By the time inspectors arrived at the Mashhad site, one burial cave had been completely destroyed. A pile of large stones in another corner of the lot also looked suspicious, and after asking the managers to remove the pile they found another burial cave hewn into the rock with nine burial mounds. The exterior of that cave was damaged, but at the entrance, inspectors discovered three ossuaries, or intricately carved stone boxes that were used for storing bones.
By law, any antiquities discoveries must be immediately reported to the Israel Antiquities Authority. Distelfeld said the owners of the property will likely be indicted both for failing to report an antiquity discovery and for damaging an antiquity site. Damaging an antiquity site can carry a sentence of up to five years’ jail time, though most judges usually reduce that to a monetary fine. Fines can be upwards of NIS 20,000, he said.
The public can report any antiquities discoveries to the IAA tip line 073-350-7350 or by via the IAA website.
“I’m sure we’re losing a lot of antiquities here because people see things and don’t want to report,” Distelfeld told The Times of Israel. “When you report something, we have the responsibility to go there and check it out as quickly as possible, and we’ll make the minimum delay that’s possible.”
He said most reports of discoveries from private citizens are resolved in a matter of days after archaeologists carry out a survey. In Mashhad, the family will continue to build, now that IAA inspectors have surveyed what was left of the second burial cave.
The IAA also carries out surveys any time a construction project is approved, including new roads or neighborhoods, which is when they can make big discoveries such as an enormous Byzantine wine press in Yavne. But in some cases, people discover antiquities on their land when they are expanding their family’s home or digging new infrastructure.
Distelfeld, who has worked with the IAA for 23 years, does not think the family involved was purposefully trying to rob the site of antiquities, but rather trying to avoid construction delays. The three ossuaries discovered were moved from their original spot.
“We don’t know if there was theft. My feeling is that I think there was an attempt, but they didn’t do it,” said Distelfeld. “I think they started moving [the ossuaries] and then they regretted it, and left them there.”
Rectangular, soft limestone ossuaries were used widely for Jewish burials in Israel starting about 100 BCE. Ancient factories, mostly around Jerusalem, made the ossuaries for local burials.
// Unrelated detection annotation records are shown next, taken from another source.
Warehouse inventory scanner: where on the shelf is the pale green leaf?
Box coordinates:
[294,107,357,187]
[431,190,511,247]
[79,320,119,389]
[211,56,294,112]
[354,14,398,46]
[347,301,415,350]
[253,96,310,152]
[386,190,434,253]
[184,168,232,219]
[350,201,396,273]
After the Bar Kokhba revolt, when many Jews moved north to the Galilee, they brought the practice with them.
The tops of the ossuaries had carvings influenced by Greek culture, including a circular wreath that likely symbolized victory over death, according to Eitan Klein, deputy director of the IAA’s Theft Prevention Unit.
“The discovery of carved stone ossuaries in the cave in the village of Mashhad indicates the presence of Jewish settlement in the area in the second and third centuries,” said Klein.
Archaeologists discovered other items inside the burial cave, including glass vessels and beads, and clay candleholders.
“We will never know what that burial cave that was destroyed looked like – and everything inside is gone,” said Amir Ganon, director of the Theft Prevention Unit. “Cultural assets nearly 2,000 years old were lost forever.”